If so, he might want to take a hard look at the hub of K-12 career training in Michigan – the state's 56 intermediate school districts.
Of those districts, 23 have no dedicated vocational property tax millage and often struggle to support diverse career training programs. In northern Michigan, students in a rural district that encompasses Crawford, Oscoda, Ogemaw and Roscommon counties – where there is no millage – have just eight career training options.
By contrast, students in the Van Buren Intermediate School District in Michigan’s southwest corner choose from 28, including advanced manufacturing, graphic art, computer programming, and six options in health care. The Van Buren Technology Center boasts a three-dimensional plastics printer, a robotic welding equipment, virtual paint programs and even an ambulance built into one of the classrooms.

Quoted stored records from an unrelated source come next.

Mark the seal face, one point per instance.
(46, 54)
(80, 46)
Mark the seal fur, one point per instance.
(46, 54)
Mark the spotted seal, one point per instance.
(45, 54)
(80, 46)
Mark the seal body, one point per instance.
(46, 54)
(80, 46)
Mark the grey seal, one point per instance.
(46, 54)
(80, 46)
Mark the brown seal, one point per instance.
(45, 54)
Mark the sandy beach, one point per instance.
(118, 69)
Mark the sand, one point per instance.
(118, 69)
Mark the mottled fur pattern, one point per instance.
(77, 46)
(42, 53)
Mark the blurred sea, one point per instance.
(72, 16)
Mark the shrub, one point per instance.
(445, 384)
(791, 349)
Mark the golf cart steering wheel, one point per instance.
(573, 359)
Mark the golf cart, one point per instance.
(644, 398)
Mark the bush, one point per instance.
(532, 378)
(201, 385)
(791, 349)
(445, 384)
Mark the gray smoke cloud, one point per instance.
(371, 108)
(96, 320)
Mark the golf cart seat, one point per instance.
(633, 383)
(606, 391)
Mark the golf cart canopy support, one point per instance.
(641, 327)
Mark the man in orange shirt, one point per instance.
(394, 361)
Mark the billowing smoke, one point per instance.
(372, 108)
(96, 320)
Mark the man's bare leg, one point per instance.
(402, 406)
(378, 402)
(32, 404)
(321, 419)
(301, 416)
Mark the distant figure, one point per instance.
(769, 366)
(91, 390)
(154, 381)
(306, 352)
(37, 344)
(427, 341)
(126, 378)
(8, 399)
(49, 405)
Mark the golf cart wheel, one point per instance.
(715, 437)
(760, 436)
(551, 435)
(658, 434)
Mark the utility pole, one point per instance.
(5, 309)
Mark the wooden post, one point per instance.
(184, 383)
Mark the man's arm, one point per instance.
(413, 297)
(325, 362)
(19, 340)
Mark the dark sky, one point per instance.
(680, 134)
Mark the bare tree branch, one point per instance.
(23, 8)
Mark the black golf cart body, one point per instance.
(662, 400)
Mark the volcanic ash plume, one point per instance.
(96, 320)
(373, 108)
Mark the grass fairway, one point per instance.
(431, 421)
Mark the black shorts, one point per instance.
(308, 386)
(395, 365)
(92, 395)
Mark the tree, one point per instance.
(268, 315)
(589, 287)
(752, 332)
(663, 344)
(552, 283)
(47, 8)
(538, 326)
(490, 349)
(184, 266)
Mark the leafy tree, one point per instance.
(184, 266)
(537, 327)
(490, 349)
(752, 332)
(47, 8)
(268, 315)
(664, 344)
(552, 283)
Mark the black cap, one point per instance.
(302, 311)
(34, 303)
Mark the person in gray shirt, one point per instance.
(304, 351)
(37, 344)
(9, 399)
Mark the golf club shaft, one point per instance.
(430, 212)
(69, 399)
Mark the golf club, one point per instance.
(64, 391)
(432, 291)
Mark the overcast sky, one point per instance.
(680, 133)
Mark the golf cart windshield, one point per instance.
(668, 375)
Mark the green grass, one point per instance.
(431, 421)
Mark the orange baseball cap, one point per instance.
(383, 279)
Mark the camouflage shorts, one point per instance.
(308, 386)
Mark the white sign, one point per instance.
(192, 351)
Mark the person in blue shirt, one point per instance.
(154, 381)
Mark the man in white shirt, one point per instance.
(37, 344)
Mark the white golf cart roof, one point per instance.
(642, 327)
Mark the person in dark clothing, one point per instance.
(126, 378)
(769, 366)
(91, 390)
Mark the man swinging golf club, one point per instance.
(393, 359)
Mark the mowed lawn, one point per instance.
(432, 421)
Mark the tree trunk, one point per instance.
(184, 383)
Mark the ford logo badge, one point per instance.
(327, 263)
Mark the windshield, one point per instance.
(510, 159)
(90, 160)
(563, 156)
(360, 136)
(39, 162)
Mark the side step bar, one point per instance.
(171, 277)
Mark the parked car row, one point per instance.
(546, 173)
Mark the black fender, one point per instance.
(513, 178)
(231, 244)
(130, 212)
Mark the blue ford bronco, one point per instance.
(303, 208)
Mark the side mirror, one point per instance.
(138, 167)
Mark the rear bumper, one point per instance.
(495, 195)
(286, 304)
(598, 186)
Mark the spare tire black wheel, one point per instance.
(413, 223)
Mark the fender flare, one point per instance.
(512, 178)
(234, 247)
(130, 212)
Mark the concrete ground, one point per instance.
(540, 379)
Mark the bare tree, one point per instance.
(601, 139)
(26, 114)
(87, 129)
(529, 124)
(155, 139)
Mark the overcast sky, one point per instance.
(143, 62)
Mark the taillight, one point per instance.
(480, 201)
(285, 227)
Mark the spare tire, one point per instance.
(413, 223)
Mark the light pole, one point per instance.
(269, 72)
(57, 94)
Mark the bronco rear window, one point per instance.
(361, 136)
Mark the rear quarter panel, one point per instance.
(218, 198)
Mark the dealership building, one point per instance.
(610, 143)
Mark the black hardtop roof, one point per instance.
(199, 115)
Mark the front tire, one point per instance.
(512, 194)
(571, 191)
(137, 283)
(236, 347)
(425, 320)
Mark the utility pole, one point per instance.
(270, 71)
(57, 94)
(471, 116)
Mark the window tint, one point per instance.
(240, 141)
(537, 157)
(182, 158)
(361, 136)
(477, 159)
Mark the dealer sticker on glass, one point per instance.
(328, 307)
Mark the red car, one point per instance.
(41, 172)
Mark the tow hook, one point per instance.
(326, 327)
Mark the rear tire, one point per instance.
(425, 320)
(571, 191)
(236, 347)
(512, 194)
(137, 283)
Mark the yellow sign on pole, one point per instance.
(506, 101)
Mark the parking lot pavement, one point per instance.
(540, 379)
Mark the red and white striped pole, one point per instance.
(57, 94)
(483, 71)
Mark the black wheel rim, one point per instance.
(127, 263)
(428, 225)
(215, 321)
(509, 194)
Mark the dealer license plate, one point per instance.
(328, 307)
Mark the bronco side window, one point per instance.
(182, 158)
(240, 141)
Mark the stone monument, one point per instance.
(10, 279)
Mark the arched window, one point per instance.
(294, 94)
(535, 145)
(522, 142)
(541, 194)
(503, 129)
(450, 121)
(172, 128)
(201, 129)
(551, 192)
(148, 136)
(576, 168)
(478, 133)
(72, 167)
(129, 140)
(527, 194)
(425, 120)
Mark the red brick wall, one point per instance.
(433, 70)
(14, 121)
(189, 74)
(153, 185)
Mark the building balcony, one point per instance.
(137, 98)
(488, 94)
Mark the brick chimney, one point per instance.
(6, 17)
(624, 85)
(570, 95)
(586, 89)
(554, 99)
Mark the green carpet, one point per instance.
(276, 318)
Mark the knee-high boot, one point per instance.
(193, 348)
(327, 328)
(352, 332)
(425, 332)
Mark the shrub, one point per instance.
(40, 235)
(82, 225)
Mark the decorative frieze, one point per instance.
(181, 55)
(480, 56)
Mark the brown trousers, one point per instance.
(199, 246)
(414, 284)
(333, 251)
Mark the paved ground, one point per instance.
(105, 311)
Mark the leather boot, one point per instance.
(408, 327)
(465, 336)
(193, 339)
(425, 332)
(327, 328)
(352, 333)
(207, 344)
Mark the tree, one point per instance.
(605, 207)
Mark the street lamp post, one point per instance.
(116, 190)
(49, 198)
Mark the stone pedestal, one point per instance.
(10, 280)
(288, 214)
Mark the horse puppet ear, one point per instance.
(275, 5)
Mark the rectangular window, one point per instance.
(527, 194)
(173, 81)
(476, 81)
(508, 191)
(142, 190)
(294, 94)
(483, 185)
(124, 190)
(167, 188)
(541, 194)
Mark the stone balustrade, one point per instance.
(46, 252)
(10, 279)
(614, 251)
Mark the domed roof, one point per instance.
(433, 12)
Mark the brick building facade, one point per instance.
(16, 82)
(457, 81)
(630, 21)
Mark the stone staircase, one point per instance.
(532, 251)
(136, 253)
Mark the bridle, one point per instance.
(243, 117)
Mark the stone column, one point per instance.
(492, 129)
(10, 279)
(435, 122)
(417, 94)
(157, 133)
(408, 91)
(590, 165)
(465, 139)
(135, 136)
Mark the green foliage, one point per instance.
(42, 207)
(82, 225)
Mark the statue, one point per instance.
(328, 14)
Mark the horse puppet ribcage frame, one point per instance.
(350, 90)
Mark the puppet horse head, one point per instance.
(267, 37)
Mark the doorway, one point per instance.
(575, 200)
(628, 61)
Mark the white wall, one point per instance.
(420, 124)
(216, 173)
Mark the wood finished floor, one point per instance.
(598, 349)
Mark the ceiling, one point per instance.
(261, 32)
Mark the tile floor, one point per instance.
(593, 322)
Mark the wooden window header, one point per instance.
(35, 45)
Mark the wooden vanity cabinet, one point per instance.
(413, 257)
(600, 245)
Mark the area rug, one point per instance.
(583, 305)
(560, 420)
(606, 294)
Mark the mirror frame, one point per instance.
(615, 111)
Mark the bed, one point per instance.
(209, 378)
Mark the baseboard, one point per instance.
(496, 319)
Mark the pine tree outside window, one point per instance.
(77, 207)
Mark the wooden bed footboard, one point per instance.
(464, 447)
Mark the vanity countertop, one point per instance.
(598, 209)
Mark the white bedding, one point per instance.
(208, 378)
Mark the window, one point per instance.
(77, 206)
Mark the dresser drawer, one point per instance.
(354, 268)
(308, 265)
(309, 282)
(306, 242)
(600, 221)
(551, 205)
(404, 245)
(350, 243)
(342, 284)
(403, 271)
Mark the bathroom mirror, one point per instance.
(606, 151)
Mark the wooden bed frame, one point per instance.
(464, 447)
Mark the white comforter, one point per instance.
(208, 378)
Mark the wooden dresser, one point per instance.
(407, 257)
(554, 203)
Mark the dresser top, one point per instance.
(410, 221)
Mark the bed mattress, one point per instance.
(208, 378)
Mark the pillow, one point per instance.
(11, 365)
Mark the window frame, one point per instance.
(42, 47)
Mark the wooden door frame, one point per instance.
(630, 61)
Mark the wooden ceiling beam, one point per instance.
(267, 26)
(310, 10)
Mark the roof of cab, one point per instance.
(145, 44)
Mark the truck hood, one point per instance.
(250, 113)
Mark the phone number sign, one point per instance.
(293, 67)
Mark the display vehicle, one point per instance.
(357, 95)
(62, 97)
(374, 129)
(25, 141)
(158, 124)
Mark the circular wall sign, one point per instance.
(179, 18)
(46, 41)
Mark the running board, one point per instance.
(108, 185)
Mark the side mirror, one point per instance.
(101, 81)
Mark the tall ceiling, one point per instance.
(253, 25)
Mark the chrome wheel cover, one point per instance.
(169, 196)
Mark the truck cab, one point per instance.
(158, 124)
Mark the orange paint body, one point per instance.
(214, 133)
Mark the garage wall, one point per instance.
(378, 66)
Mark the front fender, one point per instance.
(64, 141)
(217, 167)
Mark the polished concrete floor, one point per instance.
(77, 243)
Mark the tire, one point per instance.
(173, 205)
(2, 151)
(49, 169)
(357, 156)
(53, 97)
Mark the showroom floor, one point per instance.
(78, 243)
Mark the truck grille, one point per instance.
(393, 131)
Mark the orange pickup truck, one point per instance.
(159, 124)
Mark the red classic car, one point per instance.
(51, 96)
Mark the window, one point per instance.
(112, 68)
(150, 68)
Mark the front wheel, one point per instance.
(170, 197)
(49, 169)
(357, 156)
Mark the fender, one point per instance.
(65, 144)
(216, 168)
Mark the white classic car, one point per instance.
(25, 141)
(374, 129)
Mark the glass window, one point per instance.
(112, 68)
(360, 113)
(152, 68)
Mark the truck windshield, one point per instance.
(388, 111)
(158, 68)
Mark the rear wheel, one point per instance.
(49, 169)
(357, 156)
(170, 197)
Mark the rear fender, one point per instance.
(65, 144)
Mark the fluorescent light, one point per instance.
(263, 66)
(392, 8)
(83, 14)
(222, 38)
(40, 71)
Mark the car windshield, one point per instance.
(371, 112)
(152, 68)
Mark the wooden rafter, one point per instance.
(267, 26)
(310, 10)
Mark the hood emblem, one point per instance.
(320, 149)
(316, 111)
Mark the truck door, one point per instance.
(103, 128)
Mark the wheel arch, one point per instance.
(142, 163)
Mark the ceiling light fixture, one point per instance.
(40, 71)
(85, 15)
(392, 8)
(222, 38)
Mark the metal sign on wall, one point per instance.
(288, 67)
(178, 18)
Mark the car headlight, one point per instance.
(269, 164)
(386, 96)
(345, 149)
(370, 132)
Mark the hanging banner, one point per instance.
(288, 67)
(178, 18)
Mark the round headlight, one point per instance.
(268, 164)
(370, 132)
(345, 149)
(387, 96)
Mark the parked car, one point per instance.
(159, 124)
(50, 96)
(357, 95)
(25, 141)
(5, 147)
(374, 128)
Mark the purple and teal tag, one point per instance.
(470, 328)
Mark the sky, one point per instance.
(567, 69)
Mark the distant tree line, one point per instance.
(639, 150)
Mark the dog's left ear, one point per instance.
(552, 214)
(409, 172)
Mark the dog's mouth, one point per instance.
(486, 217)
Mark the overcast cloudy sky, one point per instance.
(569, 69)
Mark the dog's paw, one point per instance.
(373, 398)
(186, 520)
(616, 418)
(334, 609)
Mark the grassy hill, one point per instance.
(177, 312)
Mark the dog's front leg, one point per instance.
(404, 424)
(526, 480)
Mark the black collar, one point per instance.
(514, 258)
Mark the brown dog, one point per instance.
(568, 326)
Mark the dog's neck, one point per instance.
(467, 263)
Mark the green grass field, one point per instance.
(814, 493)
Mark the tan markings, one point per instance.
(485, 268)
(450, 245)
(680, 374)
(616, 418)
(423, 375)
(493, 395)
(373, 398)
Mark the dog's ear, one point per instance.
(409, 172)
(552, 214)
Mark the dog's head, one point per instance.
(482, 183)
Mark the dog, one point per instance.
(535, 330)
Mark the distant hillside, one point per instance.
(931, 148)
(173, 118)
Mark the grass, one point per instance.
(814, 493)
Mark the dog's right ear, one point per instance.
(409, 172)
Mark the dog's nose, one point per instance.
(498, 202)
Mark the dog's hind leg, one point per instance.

It also helps that district homeowners pay 2.5 mills to support vocational education. The owner of a home valued at $200,000, with a taxable value of $100,000, pays $250 a year under this tax.
But even among districts with tax funds dedicated to vocational programs, the disparities are considerable. Among 33 districts with such millages, the rate varies from a low of .62 mills in Oakland County to 4.2 mills in the Branch Intermediate School District in southern Michigan.
It seems the only consistent thing in this hodgepodge vocational system is its inconsistency.
“It's the greatest inequity we have in Michigan in public education,” said Joe Powers, superintendent of Crawford AuSable School District in Crawford County. “I don't think it makes sense to have different (career) programming dependent on your zip code.”
Districts look elsewhere
Frustrated with the lack of career programs in the Crawford, Oscoda, Ogemaw Roscommon (C.O.O.R.) Intermediate School District, Powers got his Crawford board’s approval to send high school vocational students in his district to the Wexford-Missaukee Career Technical Center in Cadillac. It is run by a neighboring intermediate school district with a 2.5-mill tax to support vocational programs.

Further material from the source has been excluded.